The affair pervaded my existence for many weeks. I could not do my

work and I could not rest at home. Night after night I promenaded

up and down that Monkeys' Parade full of an unappeasable desire,

with a thwarted sense of something just begun that ought to have

gone on. I went backwards and forwards on the way to the vanishing

place, and at last explored the forbidden road that had swallowed

them up. But I never saw her again, except that later she came to

me, my symbol of womanhood, in dreams. How my blood was stirred! I

lay awake of nights whispering in the darkness for her. I prayed

for her.

Indeed that girl, who probably forgot the last vestiges of me when

her first real kiss came to her, ruled and haunted me, gave a Queen

to my imagination and a texture to all my desires until I became a

man.

I generalised her at last. I suddenly discovered that poetry was

about her and that she was the key to all that had hitherto seemed

nonsense about love. I took to reading novels, and if the heroine

could not possibly be like her, dusky and warm and starlike, I put

the book aside…

I hesitate and add here one other confession. I want to tell this

thing because it seems to me we are altogether too restrained and

secretive about such matters. The cardinal thing in life sneaks in

to us darkly and shamefully like a thief in the night.
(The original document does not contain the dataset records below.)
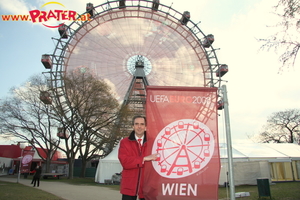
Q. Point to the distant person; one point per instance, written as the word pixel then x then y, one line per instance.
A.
pixel 37 176
pixel 132 158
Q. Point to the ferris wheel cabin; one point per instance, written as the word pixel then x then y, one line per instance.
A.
pixel 222 70
pixel 185 17
pixel 208 40
pixel 122 4
pixel 62 29
pixel 46 60
pixel 155 5
pixel 62 133
pixel 90 9
pixel 45 97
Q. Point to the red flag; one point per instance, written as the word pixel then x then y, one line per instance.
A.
pixel 182 129
pixel 26 161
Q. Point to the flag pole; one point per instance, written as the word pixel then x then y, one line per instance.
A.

One day during my Cambridge days-it must have been in my first year

before I knew Hatherleigh-I saw in a print-shop window near the

Strand an engraving of a girl that reminded me sharply of Penge and

its dusky encounter. It was just a half length of a bare-

shouldered, bare-breasted Oriental with arms akimbo, smiling

faintly. I looked at it, went my way, then turned back and bought

it. I felt I must have it. The odd thing is that I was more than a

little shamefaced about it. I did not have it framed and hung in my

room open to the criticism of my friends, but I kept it in the

drawer of my writing-table. And I kept that drawer locked for a

year. It speedily merged with and became identified with the dark

girl of Penge. That engraving became in a way my mistress. Often

when I had sported my oak and was supposed to be reading, I was

sitting with it before me.

Obeying some instinct I kept the thing very secret indeed. For a

time nobody suspected what was locked in my drawer nor what was

locked in me. I seemed as sexless as my world required.